The current policy states, "Fundraising activities shall be authorized by the board and shall be for the purpose of supplementing funds for established school programs and not for supplanting funds which are the responsibility of the public."

Board members Kristen Gold and Barbara Kennedy, and chairman Mike Keny agreed with Perryman. They suggested allowing fundraisers "to promote citizenship," or support tax free organizations as permitted by section 501(c)(3) of the federal income tax code, or if sponsored by a club or a teacher.

Cornersville High School principal Bob Edens said the fundraising policy was ripe for change.

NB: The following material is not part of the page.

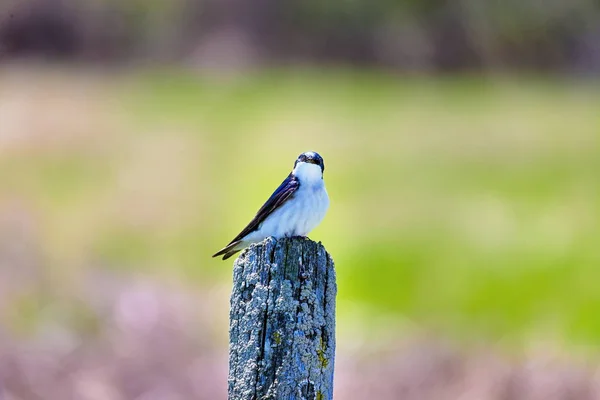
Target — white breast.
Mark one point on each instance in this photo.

"Rules are made, but we forget the human factor," Edens said. He explained that a student died of cancer recently. It would have been a "great gesture" if the school had a fundraiser and gave money to the family.

Moseley writes, "The policy in question provides a set of objective criteria that are 'viewpoint neutral.'...The board must be very careful when they grant waivers or exceptions to the policy, as it opens them up to a charge of viewpoint discrimination."

Tears described other policy changes approved by the committee as "mostly housekeeping connected with Race to the Top."

Returning to a previous discussion on zero grades for work missed due to unexcused absences, Tears said schools director Roy Dukes is trying to set up a meeting between Juvenile Court Judge Steve Bowden and the school principals to discuss the most effective way to deal with truancy in the schools and, ultimately, in court.